Fighting money laundering and terrorist financing is a key priority for the European Union (EU) as it contributes to global security, integrity of its financial system and sustainable growth. Accordingly, the EU creates laws, such as the EU AML Directives, to prevent the financial market from being misused for these crimes.
The single-currency region periodically issues Anti Money Laundering Directives (AMLDs) for its member countries, who are supposed to implement them as part of domestic legislation. These directives are formed based on the risk assessments carried out by the European Commission.
While creating the AML directives, the EU looks to respond to the threats of money laundering and terrorist financing at an international level. It also works with various networks of competent authorities at the international level.

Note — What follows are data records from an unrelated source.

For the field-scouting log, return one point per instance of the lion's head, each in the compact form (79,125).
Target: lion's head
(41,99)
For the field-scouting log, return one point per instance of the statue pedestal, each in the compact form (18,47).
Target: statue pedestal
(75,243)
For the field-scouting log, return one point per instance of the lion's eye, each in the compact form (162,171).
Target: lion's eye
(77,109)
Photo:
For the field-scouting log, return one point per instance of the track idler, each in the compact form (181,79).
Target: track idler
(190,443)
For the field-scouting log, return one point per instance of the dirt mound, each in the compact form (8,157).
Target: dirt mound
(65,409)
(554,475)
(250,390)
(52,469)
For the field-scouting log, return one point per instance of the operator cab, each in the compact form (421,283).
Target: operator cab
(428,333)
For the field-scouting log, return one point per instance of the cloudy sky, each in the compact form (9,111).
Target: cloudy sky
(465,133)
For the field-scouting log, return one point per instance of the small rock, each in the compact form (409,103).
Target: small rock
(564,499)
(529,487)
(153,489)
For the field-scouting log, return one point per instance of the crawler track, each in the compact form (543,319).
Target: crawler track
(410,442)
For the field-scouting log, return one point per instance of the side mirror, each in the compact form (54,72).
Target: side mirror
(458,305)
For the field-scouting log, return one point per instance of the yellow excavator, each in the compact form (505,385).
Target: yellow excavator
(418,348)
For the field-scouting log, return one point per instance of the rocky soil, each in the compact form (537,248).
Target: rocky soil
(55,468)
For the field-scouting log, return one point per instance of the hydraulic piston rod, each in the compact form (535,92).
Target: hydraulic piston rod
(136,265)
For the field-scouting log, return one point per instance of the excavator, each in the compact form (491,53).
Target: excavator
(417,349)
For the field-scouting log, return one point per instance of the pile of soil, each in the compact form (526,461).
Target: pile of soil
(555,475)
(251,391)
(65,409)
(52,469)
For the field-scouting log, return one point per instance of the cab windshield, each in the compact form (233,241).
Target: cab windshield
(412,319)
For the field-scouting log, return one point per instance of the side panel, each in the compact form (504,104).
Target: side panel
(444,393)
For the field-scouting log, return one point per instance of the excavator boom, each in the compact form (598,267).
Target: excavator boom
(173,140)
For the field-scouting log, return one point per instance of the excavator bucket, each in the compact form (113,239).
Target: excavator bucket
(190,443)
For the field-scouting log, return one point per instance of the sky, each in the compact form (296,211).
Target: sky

In this article, we look at the various AMLDs issued by the EU, some of the key features of the directives and their objectives.
The Early AMLDs
As a formal political and economic entity, the EU’s initial AML efforts date back to 1990 when it adopted the First Anti-money Laundering Directive (1AMLD). The directive mandated banks and other obliged entities to apply measures, ensuring traceability of financial information.
The directive requires that obliged entities shall apply customer due diligence requirements when entering into a business relationship. The entities were required to identify and verify the identity of clients, monitor transactions and report suspicious transactions.
This legislation has been constantly revised in order to mitigate increasing risks relating to money laundering and terrorist financing.
In 2001, the EU set in place the 2nd Anti-money Laundering Directive (2AMLD). It aimed to align the EU’s anti-money laundering framework with that of international organisations such as the Financial Action Task Force (FATF). The key improvement in the 2AMLD was that it expanded both the predicate offences in which money laundering could apply and identified high-risk businesses to monitor more closely.
In 2005, yet another revision was introduced, with the 3rd Anti-Money Laundering Directive (3AMLD). This directive aimed to expand the scope of anti-money laundering by including certain non-financial businesses and professions into its purview, such as legal services or accountancy firms.
The 3AMLD championed a Risk-based Approach (RBA) to Customer Due Diligence (CDD). This also paved the way for more complex and thorough processes, including Simplified Due Diligence (SDD) and Enhanced Due Diligence (EDD).
The 4th Anti-Money Laundering Directive (4AMLD)
Implemented in 2017, the 4AMLD is an improved iteration. It comes with safeguards to bolster many of the anti-money laundering provisions outlined in the 3AMLD.
It aims to curb illegal financial activity by urging financial institutions to increase their transparency, thereby taking more accountability if financial crimes do occur. It also encompasses measures to bring the EU’s regulatory compliance standards up-to-par with the FATF’s latest guidelines, ensuring consistency in AML policies across the world.
The 4AMLD has revisions to aid more transactions being monitored and CDD and Know Your Customer (KYC) practices. A unique feature of the 4AMLD is that it regulates e-money products for the first time. Some countries had the discretion to make exceptions to these regulations – as long as certain base conditions are met.
The 5th Anti-money Laundering Directive (5AMLD)
On 19 June 2018, the EU published the 5th anti-money laundering Directive, which amended the 4th anti-money laundering Directive, in its Official Journal. The Member States had to implement this Directive by 10 January 2020.
The amendments in 5AMLD were introduced to better equip the region to prevent the financial system from being used for money laundering and for the funding of terrorist activities. The key provisions of 5AMLD are:
- Increased transparency about who really owns companies and trusts to prevent financial crimes via opaque structures
- Better access to information for Financial Intelligence Units through centralised bank account registers
- Tackling terrorist financing risks linked to anonymous use of virtual currencies and of pre-paid instruments
- Improved cooperation and exchange of information between anti-money laundering supervisors and with the European Central Bank
- Broadened criteria for assessing high-risk third counties and ensure a common high level of safeguards for financial flows from such countries
The 6th Anti-money Laundering Directive (6AMLD)
The EU’s 6th Anti-money Laundering Directive (6 AMLD) came into effect on 3 December 2020 and it had to be implemented by regulated entities by 3 June 2021. The directive focuses on standardising the approach of EU member states to money laundering, as well as expanding the scope for potential liability for money laundering and the sanctions that member states are to impose under national legislature.
Its mission is to combat money laundering by giving the government and regulatory authorities more prosecuting power while businesses are to ensure compliance. The 6AMLD focuses on an extended list of predicate offences to better represent and address the growing problem of money laundering in the region.
In addition, the directive aims to extend criminal liability to legal persons (i.e. companies or partnerships). This implies that legal persons, as well as individuals in certain positions (representatives, decision-makers or those with authority to exercise control) who commit offences for the benefit of their organisation, can now be held criminally if they are caught money laundering.
The 6AMLD also implemented tougher punishments for money laundering and added the requirement for member states to cooperate with one another in the prosecution of money laundering crimes.